A few months ago I was inspired by this post on how RocksDB works, and decided that it would be a fun exercise to implement a database myself.

This post is more of a documentation of how I built my own key-value store, but I still hope to give an overview of how they work, and provide enough details for someone to implement one themselves.

The database and code snippets are written in Go, and the source code can be found here.

Log Structured Merge Tree

For our implementation, we’ll be using a log structured merge tree (or LSM tree). It is a data structure that is comprised of two other data structures, memtables (an in-memory data structure that stores key-value pairs) which exists in memory, and SSTables (sorted strings tables, which we’ll explore later) which exists strictly on disk.
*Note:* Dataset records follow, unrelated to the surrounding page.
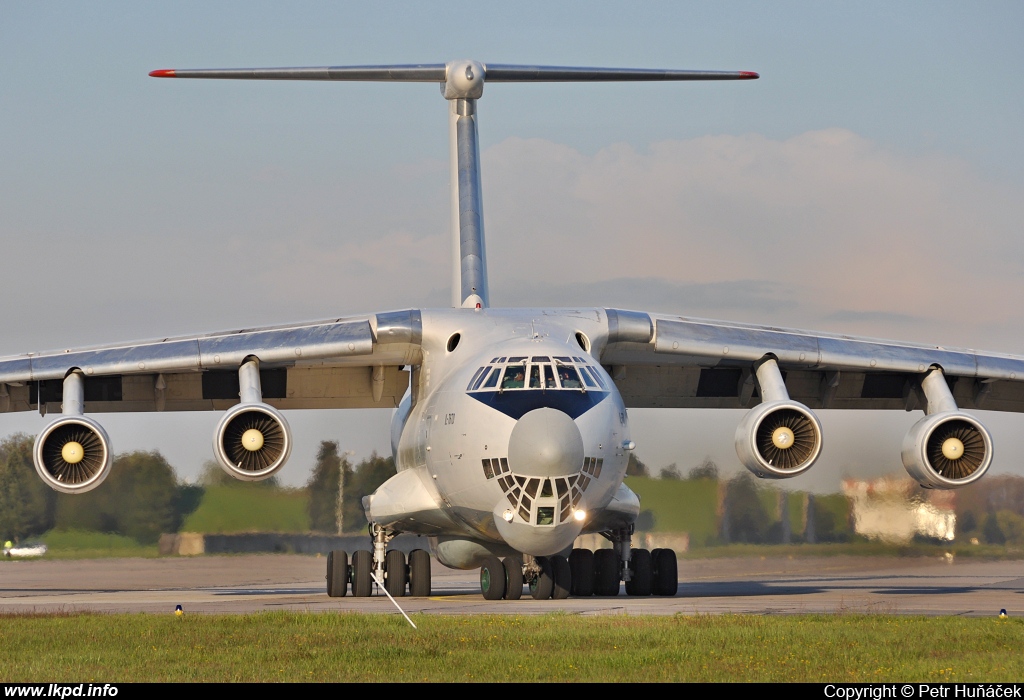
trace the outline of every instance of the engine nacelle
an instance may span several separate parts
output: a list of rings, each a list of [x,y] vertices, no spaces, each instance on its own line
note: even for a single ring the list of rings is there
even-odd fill
[[[265,403],[240,403],[220,419],[213,433],[213,453],[236,479],[259,481],[288,462],[292,430],[275,408]]]
[[[796,401],[769,401],[752,408],[736,427],[736,454],[762,479],[803,474],[821,452],[817,415]]]
[[[926,488],[959,488],[992,464],[992,436],[959,411],[926,415],[903,438],[903,466]]]
[[[32,450],[36,473],[61,493],[85,493],[111,473],[111,439],[84,415],[59,418],[43,430]]]

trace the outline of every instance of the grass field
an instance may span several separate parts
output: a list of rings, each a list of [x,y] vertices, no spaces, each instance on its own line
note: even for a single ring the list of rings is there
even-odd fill
[[[307,493],[254,484],[208,486],[183,532],[308,532]]]
[[[156,544],[139,544],[131,537],[105,532],[50,530],[40,539],[47,559],[93,559],[97,557],[156,557]]]
[[[11,615],[7,682],[1009,682],[1019,619]]]

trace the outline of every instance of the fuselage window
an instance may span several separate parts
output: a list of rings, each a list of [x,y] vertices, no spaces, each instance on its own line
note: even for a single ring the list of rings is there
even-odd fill
[[[501,367],[495,367],[494,369],[492,369],[490,370],[490,377],[488,377],[487,381],[483,383],[483,388],[487,389],[489,387],[497,387],[498,386],[498,376],[501,375],[501,374],[502,374],[502,368]]]
[[[502,389],[522,389],[526,379],[525,364],[510,364],[505,368]]]

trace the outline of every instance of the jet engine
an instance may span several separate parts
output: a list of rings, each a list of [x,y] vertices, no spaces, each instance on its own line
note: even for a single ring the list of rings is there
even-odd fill
[[[803,474],[821,451],[821,424],[796,401],[752,409],[736,428],[736,454],[755,476],[786,479]]]
[[[288,462],[292,430],[280,411],[263,403],[255,357],[239,367],[239,397],[242,403],[228,408],[213,432],[213,453],[236,479],[266,479]]]
[[[95,421],[65,415],[40,433],[32,452],[36,473],[61,493],[84,493],[111,472],[111,440]]]
[[[821,452],[821,424],[810,408],[790,398],[774,357],[766,357],[755,371],[763,402],[736,427],[736,454],[762,479],[803,474]]]
[[[288,462],[292,431],[280,411],[265,403],[240,403],[217,424],[213,452],[236,479],[259,481]]]
[[[992,464],[992,437],[973,415],[926,415],[903,438],[903,466],[926,488],[959,488]]]

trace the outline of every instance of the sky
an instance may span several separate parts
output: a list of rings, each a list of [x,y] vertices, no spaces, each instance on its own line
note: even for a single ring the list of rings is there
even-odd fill
[[[494,305],[1022,353],[1022,26],[1017,2],[2,3],[0,355],[445,306],[437,86],[146,74],[456,58],[761,74],[486,86]],[[731,474],[741,415],[632,410],[637,454]],[[1024,475],[1024,417],[979,417],[992,471]],[[101,417],[182,478],[218,418]],[[821,411],[823,455],[785,485],[900,472],[919,418]],[[288,484],[321,440],[389,449],[388,410],[289,421]]]

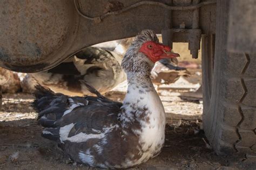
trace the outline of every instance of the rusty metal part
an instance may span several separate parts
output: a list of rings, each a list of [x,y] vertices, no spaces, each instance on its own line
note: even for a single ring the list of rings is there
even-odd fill
[[[256,53],[256,1],[232,0],[230,8],[228,50]]]
[[[192,6],[200,6],[199,5],[199,0],[183,1],[177,1],[174,0],[173,3],[181,4],[183,5],[186,5],[188,7],[190,4],[192,3]],[[202,4],[201,3],[200,4]],[[162,30],[161,33],[163,36],[163,43],[172,47],[173,42],[188,42],[188,49],[190,50],[190,53],[193,58],[198,57],[198,50],[200,49],[200,42],[201,40],[201,31],[199,29],[199,9],[193,8],[192,29],[186,29],[185,24],[183,22],[179,25],[179,29],[171,29],[171,25],[166,25],[166,29]],[[169,12],[168,16],[169,19],[171,20],[171,12]],[[171,22],[170,22],[171,23]]]
[[[89,16],[87,16],[84,13],[83,13],[80,10],[80,7],[79,6],[79,5],[77,3],[77,0],[73,0],[74,1],[74,4],[75,4],[75,6],[76,7],[76,9],[77,11],[77,12],[83,18],[90,19],[90,20],[92,20],[95,21],[96,23],[99,23],[102,21],[102,20],[110,15],[116,15],[119,13],[121,13],[123,12],[124,12],[126,11],[128,11],[129,10],[131,10],[132,9],[137,8],[138,6],[139,6],[140,5],[157,5],[157,6],[160,6],[163,8],[165,8],[167,10],[193,10],[193,9],[198,9],[198,8],[200,8],[203,5],[208,5],[208,4],[215,4],[216,3],[216,1],[213,0],[213,1],[206,1],[206,2],[203,2],[201,3],[193,3],[193,5],[190,5],[190,6],[171,6],[170,5],[167,5],[165,3],[161,3],[161,2],[153,2],[153,1],[142,1],[142,2],[139,2],[133,4],[132,4],[129,6],[127,6],[126,8],[124,8],[121,10],[117,10],[117,11],[114,11],[112,12],[109,12],[106,13],[104,13],[101,16],[97,16],[97,17],[90,17]],[[198,1],[199,2],[199,0],[197,0],[195,1]]]
[[[170,6],[167,2],[76,1],[81,13],[96,16],[96,21],[100,16],[99,22],[78,13],[73,0],[1,1],[0,66],[23,72],[44,71],[88,46],[133,37],[145,29],[160,33],[162,29],[171,28],[166,22],[171,23],[172,29],[182,23],[192,29],[193,11],[199,8],[201,33],[215,33],[213,1],[188,6]],[[171,21],[166,18],[169,9],[173,9]],[[174,35],[175,42],[181,42],[178,35]]]

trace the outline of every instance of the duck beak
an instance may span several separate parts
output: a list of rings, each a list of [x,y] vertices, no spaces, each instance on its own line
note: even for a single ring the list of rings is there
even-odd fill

The memtables are kept in the first layer of the tree, and sorted in chronological order. Similarly, the SSTables are divided into different layers from newest to oldest.

LSM Tree

This setup allows us to write sequentially to memory (which is very fast) by writing to the latest memtable, and appending new ones as they fill up. We can then persist from memory to disk in the background in batches, which is more performant.

// lsm_tree.go
type LSMTree struct {
    tables []Memtable
    stm    *SSTManager
    // ...
}

Writes

Like mentioned above, writes (or inserts) to the database are appended directly to the newest memtable. Once that memtable reaches a certain threshold, it is rotated out for a new one. Every memtable except the latest one is immutable and read-only (we’ll see why shortly).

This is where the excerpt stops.